At what granularity should the Cost Attribution Layer be designed?

Three granularity levels are required. Step level: every model call, tool invocation, and data retrieval is attributed to the step in the workflow that generated it. Task class level: step costs are aggregated to the task class they serve — all document extraction steps attributed to the document extraction task class, all classification steps to the classification task class. Job-to-be-done level: task class costs are aggregated to the business function they contribute to — all task classes serving the lead qualification function attributed to that job-to-be-done. The step level is the primary governance instrument: it makes routing decisions testable and [Exception Architecture](https://arcoventure.studio/lexicon/exception-architecture) encoding consequences measurable. The job-to-be-done level is the reporting instrument: it connects the agentic cost structure to the business functions it serves, enabling direct ROI measurement of each autonomous function against its human-staffed equivalent. Build all three levels from the same underlying trace data using the [Deterministic Logging](https://arcoventure.studio/lexicon/deterministic-logging) infrastructure that populates the [Operational Ledger](https://arcoventure.studio/lexicon/operational-ledger).

How does cost attribution connect to Intelligence Arbitrage routing decisions?

Cost attribution is the input that makes [Intelligence Arbitrage](https://arcoventure.studio/lexicon/intelligence-arbitrage) data-driven rather than intuitive. The routing decision — “route this task class to a cheaper model” — should be triggered by cost attribution data showing that the task class is consuming disproportionate cost relative to its output quality contribution. Without cost attribution at the task class level, the routing decision is made on impression. With it, the decision is made on evidence: this task class represents 34% of total token spend while contributing to 8% of escalation risk, making it the highest-priority routing optimisation candidate. After the routing change is made, the [Cost Attribution Layer](https://arcoventure.studio/lexicon/cost-attribution-layer) confirms whether the change produced the expected cost reduction. If the cheaper model meets the [Quality Threshold](https://arcoventure.studio/lexicon/quality-threshold) but does not reduce cost as expected — perhaps because it requires more tokens per call to produce equivalent output — the routing decision must be revisited. Cost attribution makes this feedback loop explicit and rapid.

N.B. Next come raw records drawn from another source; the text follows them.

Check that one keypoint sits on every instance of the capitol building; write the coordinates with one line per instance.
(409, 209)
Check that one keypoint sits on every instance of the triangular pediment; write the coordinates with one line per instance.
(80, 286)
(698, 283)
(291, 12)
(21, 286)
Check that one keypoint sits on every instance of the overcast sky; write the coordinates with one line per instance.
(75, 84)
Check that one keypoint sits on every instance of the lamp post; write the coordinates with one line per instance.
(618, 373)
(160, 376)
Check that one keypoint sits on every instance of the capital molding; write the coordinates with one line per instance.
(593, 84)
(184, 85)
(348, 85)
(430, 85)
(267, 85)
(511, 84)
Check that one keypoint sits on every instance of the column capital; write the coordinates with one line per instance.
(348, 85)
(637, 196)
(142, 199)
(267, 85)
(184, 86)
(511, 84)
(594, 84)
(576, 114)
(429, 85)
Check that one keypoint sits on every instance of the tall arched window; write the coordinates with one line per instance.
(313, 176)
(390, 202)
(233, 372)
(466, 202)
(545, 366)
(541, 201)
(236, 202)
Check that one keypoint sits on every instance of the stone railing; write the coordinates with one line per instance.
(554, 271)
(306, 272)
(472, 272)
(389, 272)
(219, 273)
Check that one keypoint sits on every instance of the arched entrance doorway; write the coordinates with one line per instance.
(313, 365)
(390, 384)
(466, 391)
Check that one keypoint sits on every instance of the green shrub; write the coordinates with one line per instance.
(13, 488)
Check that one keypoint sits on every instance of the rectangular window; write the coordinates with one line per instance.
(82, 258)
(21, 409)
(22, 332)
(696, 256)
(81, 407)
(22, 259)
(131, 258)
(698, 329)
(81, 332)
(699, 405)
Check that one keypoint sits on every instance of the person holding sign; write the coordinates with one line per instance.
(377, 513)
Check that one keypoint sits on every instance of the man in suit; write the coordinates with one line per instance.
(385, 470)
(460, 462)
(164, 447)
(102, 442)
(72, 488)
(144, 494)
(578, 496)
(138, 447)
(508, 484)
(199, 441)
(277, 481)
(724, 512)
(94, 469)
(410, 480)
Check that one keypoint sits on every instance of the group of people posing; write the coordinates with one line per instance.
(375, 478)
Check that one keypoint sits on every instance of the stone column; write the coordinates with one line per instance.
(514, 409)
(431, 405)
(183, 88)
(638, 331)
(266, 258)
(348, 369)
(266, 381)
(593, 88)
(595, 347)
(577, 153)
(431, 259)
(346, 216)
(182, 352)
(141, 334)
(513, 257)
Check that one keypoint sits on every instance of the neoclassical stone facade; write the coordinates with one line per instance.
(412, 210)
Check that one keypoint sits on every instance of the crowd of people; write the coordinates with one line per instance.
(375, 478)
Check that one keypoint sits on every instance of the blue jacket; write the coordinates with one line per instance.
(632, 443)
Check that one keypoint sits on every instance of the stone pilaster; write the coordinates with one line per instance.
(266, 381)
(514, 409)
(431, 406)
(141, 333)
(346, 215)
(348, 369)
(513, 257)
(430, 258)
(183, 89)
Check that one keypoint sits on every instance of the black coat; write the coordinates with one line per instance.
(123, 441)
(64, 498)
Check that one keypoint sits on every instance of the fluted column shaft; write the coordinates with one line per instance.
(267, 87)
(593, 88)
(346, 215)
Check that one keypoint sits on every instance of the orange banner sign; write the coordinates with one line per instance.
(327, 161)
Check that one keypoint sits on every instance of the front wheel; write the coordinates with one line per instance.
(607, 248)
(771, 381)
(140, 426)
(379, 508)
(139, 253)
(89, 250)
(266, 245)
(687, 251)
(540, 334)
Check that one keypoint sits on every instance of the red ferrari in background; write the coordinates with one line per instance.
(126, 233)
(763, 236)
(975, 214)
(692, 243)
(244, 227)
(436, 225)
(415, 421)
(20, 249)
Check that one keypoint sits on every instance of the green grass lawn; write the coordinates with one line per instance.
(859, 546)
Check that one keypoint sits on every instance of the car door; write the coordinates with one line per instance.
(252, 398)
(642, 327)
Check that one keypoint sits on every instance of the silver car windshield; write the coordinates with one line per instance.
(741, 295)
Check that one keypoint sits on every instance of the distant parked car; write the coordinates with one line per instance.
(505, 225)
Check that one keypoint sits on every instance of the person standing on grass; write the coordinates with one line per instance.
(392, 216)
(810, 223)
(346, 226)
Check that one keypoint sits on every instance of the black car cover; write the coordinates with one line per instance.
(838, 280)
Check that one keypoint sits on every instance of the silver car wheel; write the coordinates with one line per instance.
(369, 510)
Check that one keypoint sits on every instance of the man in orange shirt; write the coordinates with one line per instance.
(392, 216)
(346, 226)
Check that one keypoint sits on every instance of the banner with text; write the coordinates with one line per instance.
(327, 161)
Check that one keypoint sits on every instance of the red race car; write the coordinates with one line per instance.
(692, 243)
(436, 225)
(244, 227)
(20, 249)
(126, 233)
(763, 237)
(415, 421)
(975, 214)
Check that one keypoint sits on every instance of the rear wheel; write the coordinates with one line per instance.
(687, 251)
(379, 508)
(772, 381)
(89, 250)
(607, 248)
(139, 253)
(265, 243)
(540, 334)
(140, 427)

What is Architecture Cost Drift and how should the Steward respond to it?

Architecture Cost Drift is the cumulative economic delta between the current architecture’s cost profile and the v0 baseline, measured continuously by the [Cost Attribution Layer](https://arcoventure.studio/lexicon/cost-attribution-layer). Positive drift — the system costing less per unit than the v0 baseline — confirms that Steward optimisations are compounding correctly: [Exception Architecture](https://arcoventure.studio/lexicon/exception-architecture) updates are reducing the [Escalation Rate](https://arcoventure.studio/lexicon/escalation-rate) for encoded exception classes, [Intelligence Arbitrage](https://arcoventure.studio/lexicon/intelligence-arbitrage) routing changes are reducing per-execution cost for targeted task classes, and the [Operational Arbitrage](https://arcoventure.studio/lexicon/operational-arbitrage) is expanding as the system matures. Negative drift — rising cost per unit without corresponding output quality improvement — signals an architectural review is required: which task classes are generating the drift, whether recent routing changes are performing as expected, and whether any [Intervention Threshold](https://arcoventure.studio/lexicon/intervention-threshold) calibration decisions have inadvertently increased escalation frequency and the associated human-in-the-loop cost. Architecture Cost Drift alerts surface in the [Audit Surface](https://arcoventure.studio/lexicon/audit-surface) governance digest alongside [Escalation Rate](https://arcoventure.studio/lexicon/escalation-rate) summaries so the Steward can review economic and operational signals in the same daily session.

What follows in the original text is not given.